- Interactive map of Hillside Acres, Texas
- Coordinates: 27°40′34″N 99°10′40″W﻿ / ﻿27.67611°N 99.17778°W
- Country: United States
- State: Texas
- County: Webb

Area
- • Total: 0.2 sq mi (0.52 km^{2})
- • Land: 0.2 sq mi (0.52 km^{2})
- • Water: 0.0 sq mi (0 km^{2})
- Elevation: 561 ft (171 m)

Population (2020)
- • Total: 3
- • Density: 15/sq mi (5.8/km^{2})
- Time zone: UTC-6 (Central (CST))
- • Summer (DST): UTC-5 (CDT)
- Zip Code: 78043
- GNIS feature ID: 2584650

= Hillside Acres, Texas =

Hillside Acres is a census-designated place (CDP) in Webb County, Texas, United States. It was a new CDP, formed from parts of the Ranchitos Las Lomas CDP prior to the 2010 census. As of the 2020 census, Hillside Acres had a population of 3.
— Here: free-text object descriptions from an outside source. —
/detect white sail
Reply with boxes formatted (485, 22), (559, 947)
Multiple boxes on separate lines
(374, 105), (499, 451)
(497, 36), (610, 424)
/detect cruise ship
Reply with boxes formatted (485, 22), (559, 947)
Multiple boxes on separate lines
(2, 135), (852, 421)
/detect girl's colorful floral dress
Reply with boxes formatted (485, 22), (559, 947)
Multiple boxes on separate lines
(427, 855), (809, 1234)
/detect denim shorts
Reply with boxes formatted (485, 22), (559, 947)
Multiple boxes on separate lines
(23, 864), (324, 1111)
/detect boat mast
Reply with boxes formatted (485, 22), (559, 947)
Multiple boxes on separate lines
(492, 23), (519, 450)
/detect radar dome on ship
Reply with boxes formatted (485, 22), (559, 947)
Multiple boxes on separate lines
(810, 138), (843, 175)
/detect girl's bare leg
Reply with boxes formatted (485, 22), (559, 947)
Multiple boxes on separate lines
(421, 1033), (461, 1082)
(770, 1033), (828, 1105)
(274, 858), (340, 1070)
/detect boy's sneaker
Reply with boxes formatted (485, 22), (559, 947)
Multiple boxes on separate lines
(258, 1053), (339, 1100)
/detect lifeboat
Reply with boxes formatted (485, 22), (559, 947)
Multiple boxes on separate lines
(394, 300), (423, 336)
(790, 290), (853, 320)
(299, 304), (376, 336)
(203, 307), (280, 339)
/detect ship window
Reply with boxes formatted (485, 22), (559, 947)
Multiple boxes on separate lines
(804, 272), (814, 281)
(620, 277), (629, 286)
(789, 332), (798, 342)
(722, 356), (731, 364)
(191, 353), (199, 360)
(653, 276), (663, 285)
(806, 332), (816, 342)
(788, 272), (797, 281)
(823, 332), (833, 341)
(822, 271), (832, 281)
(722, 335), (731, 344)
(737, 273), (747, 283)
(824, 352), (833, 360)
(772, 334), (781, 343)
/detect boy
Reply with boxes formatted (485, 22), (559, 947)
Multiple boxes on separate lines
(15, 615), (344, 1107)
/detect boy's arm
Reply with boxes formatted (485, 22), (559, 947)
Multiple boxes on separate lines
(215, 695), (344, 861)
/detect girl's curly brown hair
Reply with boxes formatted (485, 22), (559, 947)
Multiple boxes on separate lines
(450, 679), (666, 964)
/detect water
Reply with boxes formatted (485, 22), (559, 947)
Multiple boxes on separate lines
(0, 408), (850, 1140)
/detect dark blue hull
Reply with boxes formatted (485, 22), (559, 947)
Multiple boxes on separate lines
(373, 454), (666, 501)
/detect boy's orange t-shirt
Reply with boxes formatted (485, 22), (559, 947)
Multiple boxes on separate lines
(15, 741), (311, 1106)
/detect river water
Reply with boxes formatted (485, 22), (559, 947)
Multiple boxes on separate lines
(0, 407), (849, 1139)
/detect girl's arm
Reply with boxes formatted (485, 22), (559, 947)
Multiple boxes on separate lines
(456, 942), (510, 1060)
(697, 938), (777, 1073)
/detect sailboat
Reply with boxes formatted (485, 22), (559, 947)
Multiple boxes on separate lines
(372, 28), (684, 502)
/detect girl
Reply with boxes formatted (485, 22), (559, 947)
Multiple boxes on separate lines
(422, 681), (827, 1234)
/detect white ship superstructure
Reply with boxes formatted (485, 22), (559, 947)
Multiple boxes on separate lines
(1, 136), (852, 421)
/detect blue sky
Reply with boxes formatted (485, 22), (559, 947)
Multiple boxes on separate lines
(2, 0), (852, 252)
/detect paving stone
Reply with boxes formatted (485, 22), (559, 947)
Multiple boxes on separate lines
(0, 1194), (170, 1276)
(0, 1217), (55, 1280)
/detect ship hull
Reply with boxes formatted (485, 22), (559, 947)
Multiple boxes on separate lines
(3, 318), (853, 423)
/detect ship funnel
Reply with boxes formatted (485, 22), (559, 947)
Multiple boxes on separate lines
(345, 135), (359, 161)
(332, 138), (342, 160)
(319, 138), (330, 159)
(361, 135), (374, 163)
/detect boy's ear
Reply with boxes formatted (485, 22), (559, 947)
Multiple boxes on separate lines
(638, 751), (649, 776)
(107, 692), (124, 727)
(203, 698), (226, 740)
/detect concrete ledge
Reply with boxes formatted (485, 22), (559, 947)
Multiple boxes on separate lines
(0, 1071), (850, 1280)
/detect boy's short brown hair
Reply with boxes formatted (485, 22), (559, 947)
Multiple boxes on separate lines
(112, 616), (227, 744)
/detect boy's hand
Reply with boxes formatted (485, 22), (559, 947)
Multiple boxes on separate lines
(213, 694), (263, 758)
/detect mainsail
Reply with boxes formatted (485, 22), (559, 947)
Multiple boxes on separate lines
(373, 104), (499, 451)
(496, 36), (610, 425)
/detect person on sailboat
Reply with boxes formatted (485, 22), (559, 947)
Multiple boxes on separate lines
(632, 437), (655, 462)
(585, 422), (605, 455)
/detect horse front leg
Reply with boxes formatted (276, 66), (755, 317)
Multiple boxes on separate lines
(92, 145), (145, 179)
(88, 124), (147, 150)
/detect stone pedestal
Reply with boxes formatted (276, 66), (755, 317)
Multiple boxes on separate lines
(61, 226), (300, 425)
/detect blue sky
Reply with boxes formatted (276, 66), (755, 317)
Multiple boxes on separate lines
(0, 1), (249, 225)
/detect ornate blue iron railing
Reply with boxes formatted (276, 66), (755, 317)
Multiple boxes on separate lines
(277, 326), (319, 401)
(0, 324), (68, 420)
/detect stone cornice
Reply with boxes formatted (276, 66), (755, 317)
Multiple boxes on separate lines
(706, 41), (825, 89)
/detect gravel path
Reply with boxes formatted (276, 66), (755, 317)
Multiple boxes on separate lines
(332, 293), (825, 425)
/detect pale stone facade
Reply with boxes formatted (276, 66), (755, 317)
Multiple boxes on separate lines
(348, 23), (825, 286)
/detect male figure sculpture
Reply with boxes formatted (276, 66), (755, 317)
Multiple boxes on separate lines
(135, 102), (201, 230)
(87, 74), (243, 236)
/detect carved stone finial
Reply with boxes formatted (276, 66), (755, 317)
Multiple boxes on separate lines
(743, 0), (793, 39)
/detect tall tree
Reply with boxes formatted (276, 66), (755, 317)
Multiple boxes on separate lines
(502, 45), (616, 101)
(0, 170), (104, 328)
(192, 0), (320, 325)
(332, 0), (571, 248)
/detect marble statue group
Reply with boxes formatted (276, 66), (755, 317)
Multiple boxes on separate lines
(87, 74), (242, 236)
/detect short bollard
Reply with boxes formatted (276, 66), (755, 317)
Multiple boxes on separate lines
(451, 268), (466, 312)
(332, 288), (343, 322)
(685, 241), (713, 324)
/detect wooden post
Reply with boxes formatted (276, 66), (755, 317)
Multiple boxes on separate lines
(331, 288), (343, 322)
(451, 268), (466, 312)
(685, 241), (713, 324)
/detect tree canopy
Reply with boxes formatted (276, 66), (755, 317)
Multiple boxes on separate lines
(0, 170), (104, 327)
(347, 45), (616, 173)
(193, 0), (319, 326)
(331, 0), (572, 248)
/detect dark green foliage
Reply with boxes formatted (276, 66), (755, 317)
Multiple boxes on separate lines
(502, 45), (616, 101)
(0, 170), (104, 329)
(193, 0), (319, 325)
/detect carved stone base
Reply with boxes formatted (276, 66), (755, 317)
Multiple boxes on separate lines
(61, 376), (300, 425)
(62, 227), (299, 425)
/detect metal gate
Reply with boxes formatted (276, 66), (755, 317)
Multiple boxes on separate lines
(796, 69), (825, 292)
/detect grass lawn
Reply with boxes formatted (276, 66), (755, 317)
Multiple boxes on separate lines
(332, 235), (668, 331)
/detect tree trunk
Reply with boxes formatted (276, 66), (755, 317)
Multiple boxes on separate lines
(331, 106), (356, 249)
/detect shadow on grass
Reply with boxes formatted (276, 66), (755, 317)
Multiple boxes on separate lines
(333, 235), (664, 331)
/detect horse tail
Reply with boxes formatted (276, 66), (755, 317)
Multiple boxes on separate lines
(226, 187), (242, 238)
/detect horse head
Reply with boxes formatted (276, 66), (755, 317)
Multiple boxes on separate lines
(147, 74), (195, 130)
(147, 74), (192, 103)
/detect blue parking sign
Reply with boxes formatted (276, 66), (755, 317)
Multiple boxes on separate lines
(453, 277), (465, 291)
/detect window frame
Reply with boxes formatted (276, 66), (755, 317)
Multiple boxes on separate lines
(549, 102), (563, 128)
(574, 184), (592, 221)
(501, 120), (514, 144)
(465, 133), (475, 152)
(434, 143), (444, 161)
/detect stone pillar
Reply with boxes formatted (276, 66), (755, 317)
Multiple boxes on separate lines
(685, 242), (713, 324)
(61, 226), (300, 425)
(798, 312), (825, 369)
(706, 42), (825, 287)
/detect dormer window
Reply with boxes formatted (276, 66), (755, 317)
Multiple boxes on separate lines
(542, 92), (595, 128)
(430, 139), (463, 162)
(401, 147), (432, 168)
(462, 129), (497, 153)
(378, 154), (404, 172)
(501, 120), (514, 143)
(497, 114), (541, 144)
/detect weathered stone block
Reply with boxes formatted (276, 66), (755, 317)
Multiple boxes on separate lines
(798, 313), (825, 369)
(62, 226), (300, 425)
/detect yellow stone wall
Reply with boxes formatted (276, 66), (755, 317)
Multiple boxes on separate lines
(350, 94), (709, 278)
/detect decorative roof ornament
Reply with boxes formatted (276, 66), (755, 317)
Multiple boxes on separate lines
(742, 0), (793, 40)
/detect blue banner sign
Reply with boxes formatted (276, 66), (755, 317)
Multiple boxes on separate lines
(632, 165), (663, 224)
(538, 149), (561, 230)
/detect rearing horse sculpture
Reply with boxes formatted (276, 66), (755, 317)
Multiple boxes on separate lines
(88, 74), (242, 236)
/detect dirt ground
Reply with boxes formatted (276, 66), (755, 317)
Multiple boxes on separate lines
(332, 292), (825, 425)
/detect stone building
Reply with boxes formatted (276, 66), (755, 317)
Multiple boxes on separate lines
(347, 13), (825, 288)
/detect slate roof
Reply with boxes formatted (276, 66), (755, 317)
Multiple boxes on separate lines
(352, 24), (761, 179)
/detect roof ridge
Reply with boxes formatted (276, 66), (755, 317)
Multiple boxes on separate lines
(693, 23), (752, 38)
It is one of several colonias in the county.
==Geography==
Hillside Acres is located at (27.676165, -99.177706). The CDP has a total area of 0.2 sqmi, all land.

==Demographics==

Hillside Acres first appeared as a census-designated place in the 2010 U.S. census, one of seven CDPs (Colorado Acres, Hillside Acres, Las Haciendas, Las Pilas, Los Veteranos I, Pueblo East, and Valle Verde) were formed out the Ranchitos Las Lomas CDP.

Historical population
| Census | Pop. | Note | %± |
| 2010 | 30 |  | — |
| 2020 | 3 |  | −90.0% |
U.S. Decennial Census 1850–1900 1910 1920 1930 1940 1950 1960 1970 1980 1990 2000 2010

===2020 census===

Hillside Acres CDP, Texas – Racial and ethnic composition Note: the US Census treats Hispanic/Latino as an ethnic category. This table excludes Latinos from the racial categories and assigns them to a separate category. Hispanics/Latinos may be of any race.
| Race / Ethnicity (NH = Non-Hispanic) | Pop 2010 | Pop 2020 | % 2010 | % 2020 |
|---|---|---|---|---|
| White alone (NH) | 0 | 0 | 0.00% | 0.00% |
| Black or African American alone (NH) | 0 | 0 | 0.00% | 0.00% |
| Native American or Alaska Native alone (NH) | 0 | 0 | 0.00% | 0.00% |
| Asian alone (NH) | 0 | 0 | 0.00% | 0.00% |
| Native Hawaiian or Pacific Islander alone (NH) | 0 | 0 | 0.00% | 0.00% |
| Other race alone (NH) | 0 | 0 | 0.00% | 0.00% |
| Mixed race or Multiracial (NH) | 0 | 0 | 0.00% | 0.00% |
| Hispanic or Latino (any race) | 30 | 3 | 100.00% | 100.00% |
| Total | 30 | 3 | 100.00% | 100.00% |

==Education==
Residents are in the United Independent School District. Zoned schools include: Dr. Henry Cuellar Elementary School, Antonio Gonzalez Middle School, and United South High School.

The designated community college for Webb County is Laredo Community College.